SALA DE CASACIÓN LABORAL República de Colombia Corte Suprema de Justicia Rad. 12306 CORTE SUPREMA DE JUSTICIA SALA DE CASACIÓN LABORAL Magistrado Ponente: Camilo Tarquino Gallego Radicación No 12306 Acta No 62 Bogotá, D.C., seis (6) de julio de dos mil cinco (2005). AUTO Resuelve la Corte respecto de la admisión de la acción de tutela instaurada por GILBERTO TRIANA MOLINA, contra la decisión proferida el 1 de noviembre de 2002, por la Sala de Casación Civil de esta Corporación, que no abrió a trámite la tutela ejercitada contra la Sala de Casación Penal de esta Corporación. Teniendo en cuenta que el promotor de esta acción persigue que se ordene a la Sala de Casación Civil cumplir “con lo ordenado por la Corte Constitucional en los pronunciamientos referenciados en los hechos de esta tutela”, se impone su inadmisión, por cuanto acciones de esta naturaleza contra providencias judiciales y, en particular, contra las dictadas por la Corte, resultan improcedentes, tal como lo tiene decantado la Corporación frente a casos similares.
Ciertamente esta Sala ha dicho en forma reiterada, que el Juez de Tutela no tiene facultad legal para inmiscuirse en asuntos que son de competencia de otros jueces y, por lo tanto, no puede pronunciarse sobre decisiones tomadas por éstos en ejercicio de sus funciones.

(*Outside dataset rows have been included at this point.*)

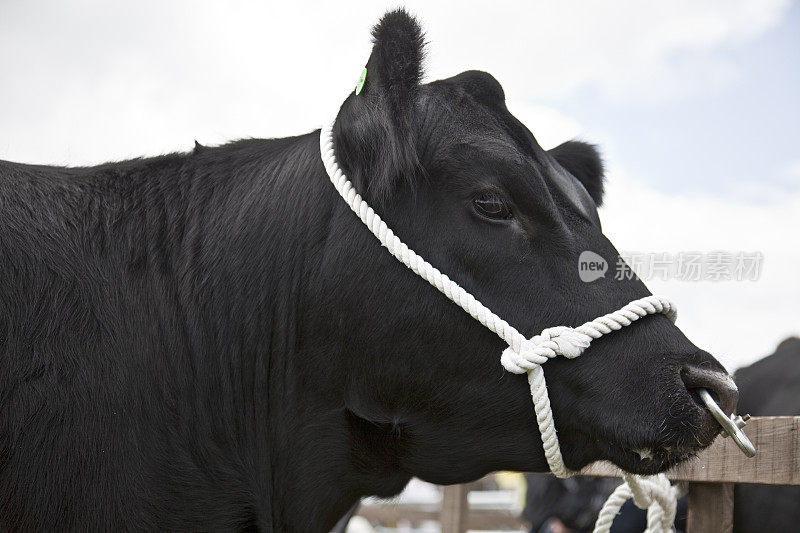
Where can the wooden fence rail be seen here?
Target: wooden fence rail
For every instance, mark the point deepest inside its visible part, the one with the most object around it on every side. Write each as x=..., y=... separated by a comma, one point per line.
x=711, y=476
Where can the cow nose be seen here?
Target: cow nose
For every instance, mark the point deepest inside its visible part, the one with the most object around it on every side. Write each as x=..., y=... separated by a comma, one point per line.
x=719, y=384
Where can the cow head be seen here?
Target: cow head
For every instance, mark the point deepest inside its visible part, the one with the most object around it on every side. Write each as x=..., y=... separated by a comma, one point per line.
x=466, y=185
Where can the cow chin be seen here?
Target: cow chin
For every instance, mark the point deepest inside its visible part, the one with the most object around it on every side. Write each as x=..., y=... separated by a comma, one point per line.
x=641, y=450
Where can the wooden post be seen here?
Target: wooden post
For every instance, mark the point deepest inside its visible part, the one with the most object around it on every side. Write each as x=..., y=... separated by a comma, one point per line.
x=454, y=508
x=710, y=508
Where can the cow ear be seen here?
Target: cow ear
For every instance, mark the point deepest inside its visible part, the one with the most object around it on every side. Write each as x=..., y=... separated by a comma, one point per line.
x=583, y=161
x=373, y=134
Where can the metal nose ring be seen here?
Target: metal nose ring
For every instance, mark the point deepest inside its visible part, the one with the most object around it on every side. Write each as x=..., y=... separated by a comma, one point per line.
x=731, y=426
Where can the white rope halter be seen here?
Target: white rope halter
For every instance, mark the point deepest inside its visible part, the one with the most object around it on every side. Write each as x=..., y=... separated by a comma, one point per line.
x=526, y=355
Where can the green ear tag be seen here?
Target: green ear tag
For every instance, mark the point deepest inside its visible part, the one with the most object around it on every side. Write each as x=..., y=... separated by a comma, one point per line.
x=361, y=80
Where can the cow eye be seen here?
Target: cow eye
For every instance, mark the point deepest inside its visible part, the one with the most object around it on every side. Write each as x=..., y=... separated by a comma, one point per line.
x=491, y=205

De igual manera debe resaltar, que por mandato expreso del artículo 234 de la Constitución Política, la Corte Suprema de Justicia es el máximo Tribunal de la Jurisdicción Ordinaria, lo cual conlleva a que las providencias (autos y sentencias) dictadas por sus diferentes Salas, en su especialidad, sean intangibles, lo que significa que no puedan ser cuestionadas procesalmente por ninguna otra autoridad, amén de que desborda la legalidad la pretensión de introducir una instancia más a los procesos que la Corporación finiquita, so pretexto de la acción de tutela.

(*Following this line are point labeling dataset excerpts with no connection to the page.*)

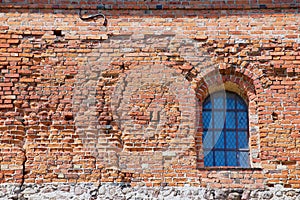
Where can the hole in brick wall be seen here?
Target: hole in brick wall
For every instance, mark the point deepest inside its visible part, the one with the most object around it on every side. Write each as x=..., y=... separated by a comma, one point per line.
x=57, y=32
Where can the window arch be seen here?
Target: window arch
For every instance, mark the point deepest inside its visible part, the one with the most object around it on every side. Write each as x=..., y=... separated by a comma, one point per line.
x=225, y=130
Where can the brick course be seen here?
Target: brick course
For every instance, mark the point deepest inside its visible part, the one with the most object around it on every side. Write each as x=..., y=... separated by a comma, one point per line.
x=80, y=102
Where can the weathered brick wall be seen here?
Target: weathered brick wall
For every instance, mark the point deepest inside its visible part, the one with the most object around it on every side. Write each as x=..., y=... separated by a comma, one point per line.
x=83, y=102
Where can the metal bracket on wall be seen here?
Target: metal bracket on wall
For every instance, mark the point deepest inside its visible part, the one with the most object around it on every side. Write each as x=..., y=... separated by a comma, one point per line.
x=90, y=17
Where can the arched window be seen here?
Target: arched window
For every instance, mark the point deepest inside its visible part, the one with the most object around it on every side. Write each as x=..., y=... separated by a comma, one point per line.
x=225, y=130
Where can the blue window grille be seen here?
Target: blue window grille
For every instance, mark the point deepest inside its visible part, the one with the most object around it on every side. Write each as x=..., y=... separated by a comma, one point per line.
x=225, y=130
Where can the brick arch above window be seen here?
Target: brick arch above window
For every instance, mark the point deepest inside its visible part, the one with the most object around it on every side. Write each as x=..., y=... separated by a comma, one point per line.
x=247, y=88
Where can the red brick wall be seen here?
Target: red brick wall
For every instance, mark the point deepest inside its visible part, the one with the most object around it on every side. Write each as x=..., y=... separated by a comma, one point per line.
x=123, y=102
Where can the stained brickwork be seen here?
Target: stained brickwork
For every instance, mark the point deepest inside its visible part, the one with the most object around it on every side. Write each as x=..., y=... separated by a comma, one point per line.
x=83, y=102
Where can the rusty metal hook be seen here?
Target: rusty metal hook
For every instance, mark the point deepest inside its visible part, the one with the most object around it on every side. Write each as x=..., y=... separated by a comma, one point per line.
x=90, y=17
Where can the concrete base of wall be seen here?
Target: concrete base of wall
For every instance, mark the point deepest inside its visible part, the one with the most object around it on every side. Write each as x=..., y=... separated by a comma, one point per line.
x=77, y=191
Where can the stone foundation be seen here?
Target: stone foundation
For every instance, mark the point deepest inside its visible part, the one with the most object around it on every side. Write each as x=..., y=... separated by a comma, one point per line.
x=124, y=191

Al respecto, la Sala Plena de la Corte Suprema de Justicia, en sesión extraordinaria de 5 de marzo de 2002 (Acta No 5), en referencia al punto de debate, precisó que: “ Las decisiones que adopta la Corte Suprema de Justicia en ejercicio de sus atribuciones constitucionales son intangibles e inmutables, y por ello serán las únicas que se reconocerán por esta Corporación como jurídicamente válidas para todos los efectos legales”.

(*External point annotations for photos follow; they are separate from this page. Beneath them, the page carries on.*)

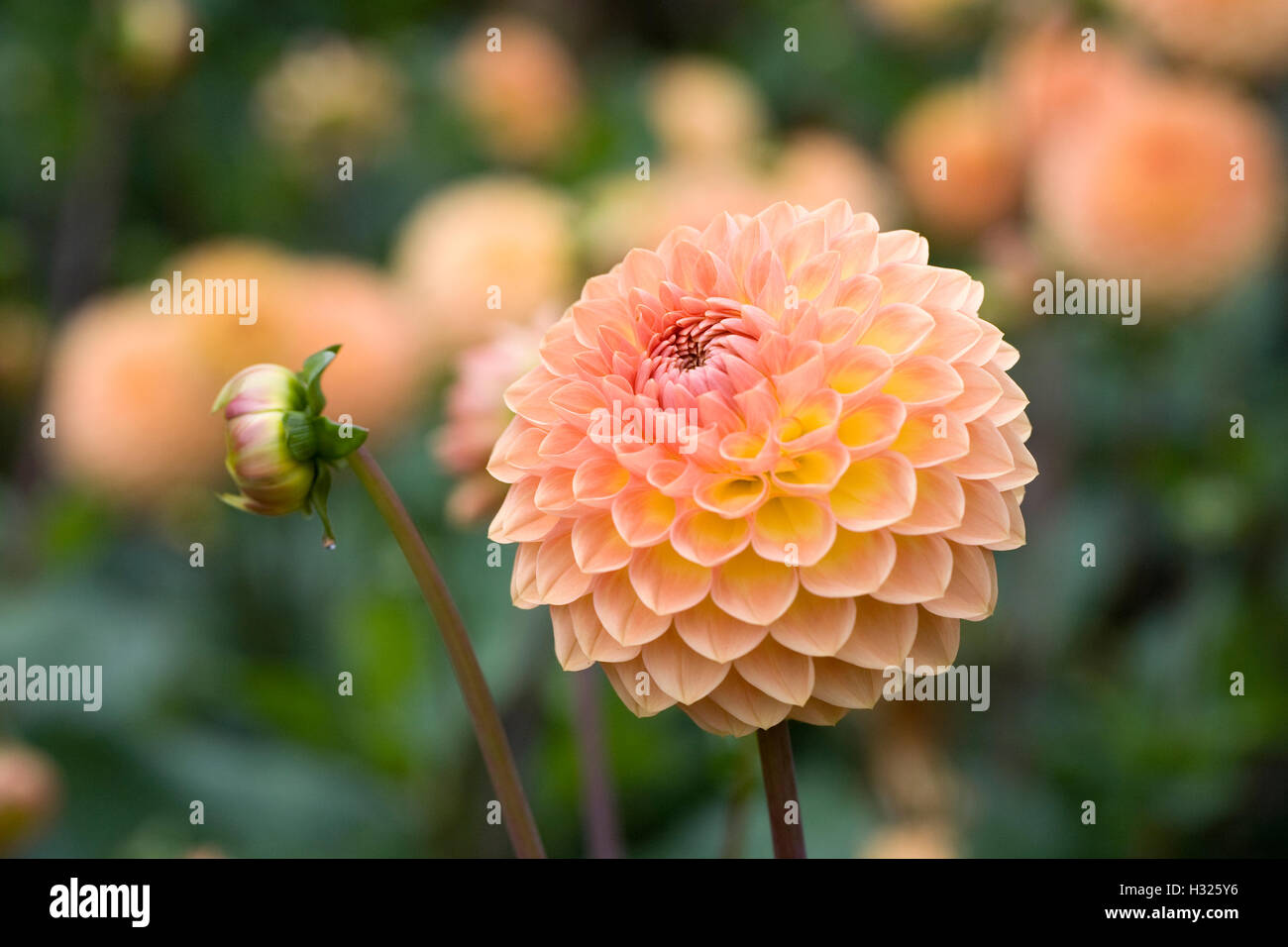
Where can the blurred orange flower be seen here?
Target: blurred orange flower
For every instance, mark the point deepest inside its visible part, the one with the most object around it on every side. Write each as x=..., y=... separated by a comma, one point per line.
x=31, y=795
x=703, y=108
x=1147, y=189
x=522, y=98
x=477, y=414
x=130, y=398
x=1048, y=78
x=958, y=158
x=130, y=388
x=481, y=254
x=760, y=466
x=816, y=166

Lo anterior en acatamiento de lo dispuesto en el artículo 234 de la Constitución Política y para respetar los efectos de cosa juzgada de la sentencia C-543 de 1º de octubre de 1991, por medio de la cual la Corte Constitucional, en ejercicio del control de constitucionalidad, declaró inexequibles los artículos 11, 12 y 40 del Decreto 2591 de 1991 Esta Sala ha reiterado en múltiples oportunidades, y en especial en providencia No 3103 de 2 de marzo de 1998, que: “…el inexorable efecto de cosa juzgada de la sentencia de 1º de octubre de 1992 tiene el efecto obligatorio, erga omnes, de hacer inaplicables las normas que autorizaban el ejercicio de la acción de tutela contra sentencias y providencias judiciales, estándole vedado a cualquier autoridad “reproducir el contenido material del acto jurídico declarado inexequible por razones de fondo”, mientras subsistan en la Constitución Política las disposiciones que sirvieron para hacer la confrontación entre la norma ordinaria y la “norma de normas”.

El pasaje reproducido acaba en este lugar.